Large Cap Dreams
For most of the last 7 years, Small Cap percentage returns have far outperformed Large Caps. Much of that time, Large Cap managers have been trying to convince anyone that will listen that now is the time for Large Caps to take their rightful place at the top. With no shame for how many years they have repeated that nonsense and been wrong, they are saying this louder and prouder lately. Given that the 504 Large Cap stocks I follow represent 78% of the total market cap covered by the HEDGEfolios universe, they are extremely important. It’s no wonder that investors keep paying attention to this story and their Large Cap dreams.
Richard Bernstein, Merrill Lynch’s Chief Investment Strategist suggested that Large Caps will outperform as we head into a more volatile market. Sounds good, except for the fact that when Small Caps started their outperformance the market was highly volatile. Other strategists have suggested that the low US dollar will benefit Large Cap stocks who have a higher percentage of overseas operations and therefore, get a bump in earnings due to currency issues. I laugh at that one too. Just pull up the USD index for the past 7 years and you’ll see that the Small Caps have outperformed regardless of the dollar being strong or weak and whether it was strengthening or weakening. And if the dollar finally starts to rise off the recent low levels, how will that work with their argument?

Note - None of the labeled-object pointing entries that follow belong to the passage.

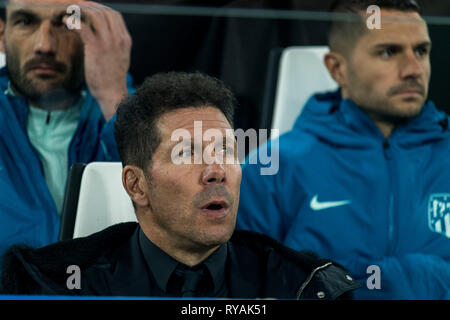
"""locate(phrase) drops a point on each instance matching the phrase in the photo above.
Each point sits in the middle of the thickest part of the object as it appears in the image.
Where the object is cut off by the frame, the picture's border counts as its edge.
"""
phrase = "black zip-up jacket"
(259, 267)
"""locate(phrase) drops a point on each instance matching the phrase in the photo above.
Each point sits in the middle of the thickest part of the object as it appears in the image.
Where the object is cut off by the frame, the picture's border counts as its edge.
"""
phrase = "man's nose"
(213, 173)
(45, 41)
(411, 66)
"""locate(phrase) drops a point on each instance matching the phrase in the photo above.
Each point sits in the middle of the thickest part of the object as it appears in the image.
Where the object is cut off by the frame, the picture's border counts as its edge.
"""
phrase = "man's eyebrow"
(23, 13)
(399, 45)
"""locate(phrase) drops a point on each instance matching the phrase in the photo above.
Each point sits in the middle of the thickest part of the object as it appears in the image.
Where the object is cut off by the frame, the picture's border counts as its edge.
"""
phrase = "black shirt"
(165, 271)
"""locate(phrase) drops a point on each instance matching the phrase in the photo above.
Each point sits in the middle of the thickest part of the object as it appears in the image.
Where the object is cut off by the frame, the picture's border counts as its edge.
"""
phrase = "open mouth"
(215, 208)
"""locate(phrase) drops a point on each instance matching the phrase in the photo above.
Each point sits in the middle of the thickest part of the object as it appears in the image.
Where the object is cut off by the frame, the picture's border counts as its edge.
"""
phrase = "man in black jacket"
(181, 171)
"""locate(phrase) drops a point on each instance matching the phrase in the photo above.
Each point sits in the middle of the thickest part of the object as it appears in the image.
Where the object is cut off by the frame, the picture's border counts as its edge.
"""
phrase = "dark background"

Of the 504 Large Caps in HEDGEfolios, I have DOWN signals on 71% of them. Until I see that situation reverse, I will not go along with the Large Cap dreams. There are many good stocks in this bunch but that in itself does not guarantee they will provide higher percentage returns than Small or Mid Caps. Changes in the currency rates or increasing volatility or whatever other factors the Large Cap investors want to push is evidence of nothing. Please evaluate each stock on its own merits and don’t get hung up on the idea that one group will outperform the other.